Florida Noxious Weed List

Pueraria montana

Kudzu

Introduction

An estimated 2 million acres of forest land in the southern United States is covered with kudzu. Kudzu was promoted as a forage crop and an ornamental plant when it was introduced to the U.S. at the Philadelphia Centennial Exposition in 1876. Many southern farmers were encouraged to plant kudzu for erosion control from the mid 1930’s to the mid 1950’s. In 1953, kudzu was removed from the US Department of Agriculture’s list of permissible cover plants due to its recognition as a pest species. Currently in Florida, kudzu has been documented in 14 counties and is listed as a Category I invasive species.

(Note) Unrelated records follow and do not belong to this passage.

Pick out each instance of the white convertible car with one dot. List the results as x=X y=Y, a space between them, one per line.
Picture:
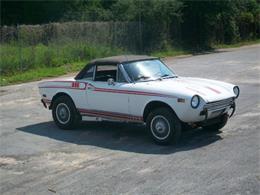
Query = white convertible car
x=139 y=89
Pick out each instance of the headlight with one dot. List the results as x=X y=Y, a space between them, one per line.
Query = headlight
x=236 y=91
x=195 y=101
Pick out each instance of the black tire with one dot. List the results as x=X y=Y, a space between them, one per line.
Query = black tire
x=219 y=125
x=166 y=122
x=72 y=117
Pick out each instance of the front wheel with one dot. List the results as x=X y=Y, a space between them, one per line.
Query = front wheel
x=64 y=113
x=163 y=126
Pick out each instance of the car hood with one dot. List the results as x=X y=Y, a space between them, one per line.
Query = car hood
x=209 y=90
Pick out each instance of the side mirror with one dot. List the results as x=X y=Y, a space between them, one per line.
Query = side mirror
x=110 y=81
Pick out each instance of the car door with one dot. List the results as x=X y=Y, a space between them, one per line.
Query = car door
x=107 y=98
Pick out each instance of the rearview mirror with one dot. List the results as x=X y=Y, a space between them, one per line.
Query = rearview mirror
x=110 y=81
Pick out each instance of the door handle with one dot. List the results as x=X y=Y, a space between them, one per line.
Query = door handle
x=90 y=87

kudzuView the herbarium specimen image from the University of Florida Herbarium Digital Imaging Projects.

Description

Kudzu is a climbing, semi-woody, perennial vine in the legume family that has the potential to reach up to 100 feet in length. Stems can reach the diameter of ½ to 4 inches, but there are report of old ‘stumps’ nearly 12 inches across in Georgia. Alternately arranged leaves are compound with three broad leaflets up to 4 inches across. Leaflets may be entire or deeply 2-3 lobed with hairy margins. Flowers are ½ inch long, purple, highly fragrant and borne in long hanging clusters. Flowering occurs in late summer, followed by the production of brown, hairy, flattened, seed pods that contain three to ten seeds.

Impacts

Kudzu will grow over anything in its path (other plants, buildings, road signs) and eventually kill other plants it covers because it blocks out sunlight. Kudzu will also girdle stems and tree trunks, break branches, and uproot trees and shrubs through the masses of vegetation produced. Kudzu has been reported to grow roughly one foot per day once established.

Management Plan


Preventative

Total eradication of kudzu is necessary to prevent re-growth. This requires continuous monitoring and thoroughness when treating. To prevent reestablishment, replanting after treatment is critical. Prevent the production of viable seed and destroy the plant's ability to reproduce vegetatively.

Cultural

Young colonies can be eradicated in three to four years if plants are overgrazed or persistently cut back repeatedly during the hottest temperatures of summer. Close grazing for three to four years can totally eliminate kudzu when at least 80% of the vegetative growth is continuously removed by livestock. An old rule of thumb is 8 goats per acre stocking rate for kudzu control.

Mechanical

The massive root system and crowns must be destroyed for long term control of kudzu. Cut vines just above ground level and destroy all cut material. Close mowing every month for two growing seasons or repeated cultivation may be effective. Pre-burning, cutting, hand digging and disking will weaken the roots and aid in control when used in conjunction with herbicides.

Biological

Biological control agents are being investigated, but the recent introduction of asian soybean rust is thought to be very devastating to kudzu.

Chemical

Glyphosate, chlopyralid (Transline), metsulfuron (Escort) and aminopyralid (Milestone VM) can be used to control kudzu. Follow label directions and precautions.